- Parent family: Huang family
- Current region: Bangkok
- Place of origin: Bangkok, Thailand
- Founded: 20th century
- Founder: Mongkol Kanjanapas
- Current head: Peter Kanjanapas

= Kanjanapas family =

Thai business family of Teochew origin

The Kanjanapas family (กาญจนพาสน์) is a Thai business family of Teochew Chinese origin, belonging to the Huang/Wong (黃) clan. It owns businesses in Hong Kong and Thailand, including Stelux Holdings, Bangkok Land and BTS Group Holdings.

The family was founded by Mongkol Kanjanapas (มงคล กาญจนพาสน์) or Wong Chue Meng (黃子明; 1919–2003), who was born in Bangkok to an immigrant Chinese father. He did business in Thailand, and was a shareholder in Siam City Bank, before moving to Hong Kong. There, in 1963, he founded Stelux Holdings, whose business grew from producing Seiko watches.

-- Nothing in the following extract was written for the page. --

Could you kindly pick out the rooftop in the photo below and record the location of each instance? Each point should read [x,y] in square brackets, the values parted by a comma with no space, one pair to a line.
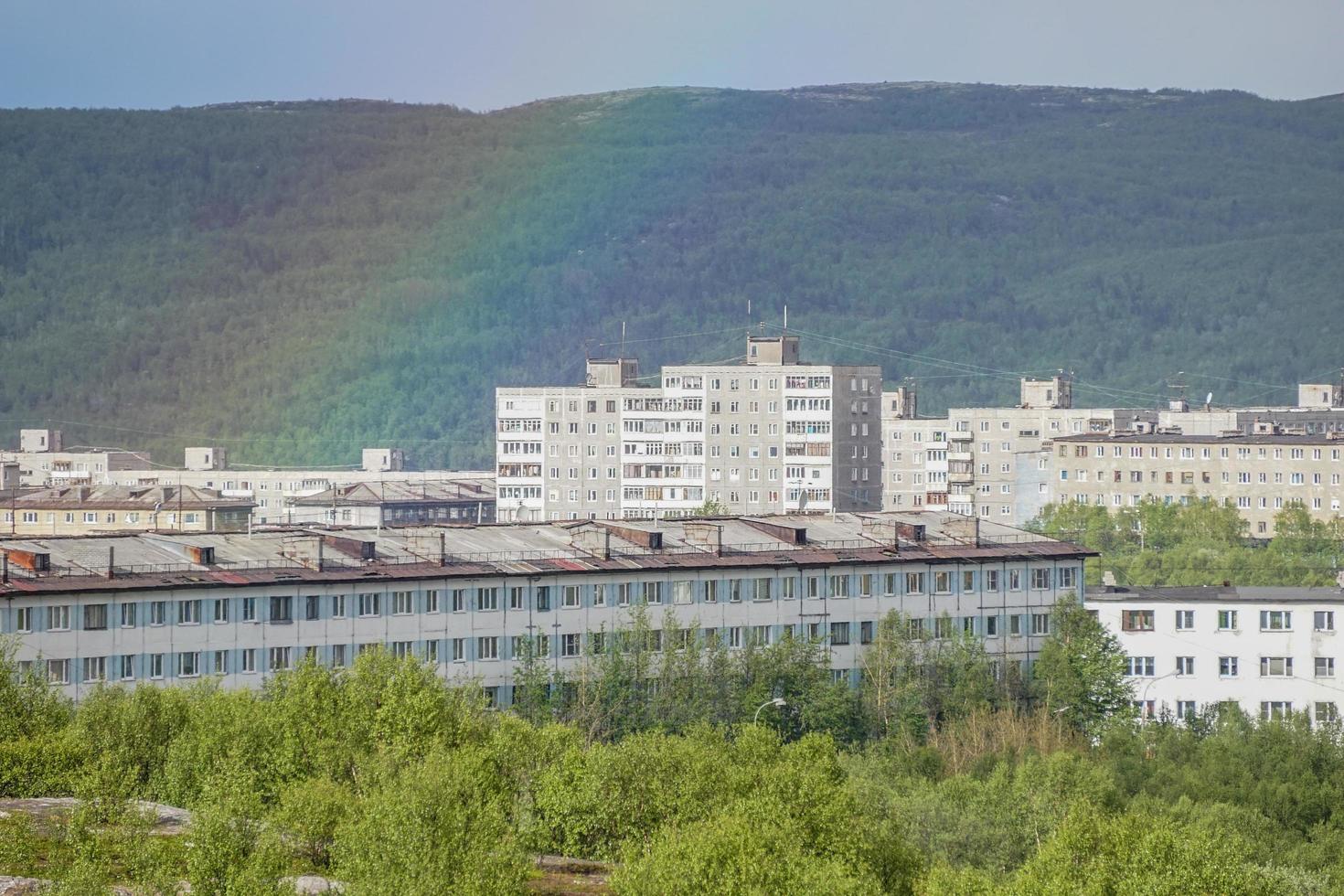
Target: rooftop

Mongkol had eleven children, including sons Anant (1941–2020) and Keeree (born 1950). Most of the family settled in Hong Kong under the name Wong, though Anant and Keeree moved back to Thailand during the 1980s–1990s for business opportunities. Anant headed real estate developer Bangkok Land, while Keeree led Tanayong (later known as BTS Group Holdings, BTSG), the developer of Bangkok's first mass transit system, the BTS Skytrain. Both companies suffered heavy losses from the 1997 Asian financial crisis, but the family managed to retain the businesses. Today, Anant's sons Paul and Peter serve as vice chairs in Bangkok Land, while Keeree's son Kavin took over as CEO of BTSG in 2015.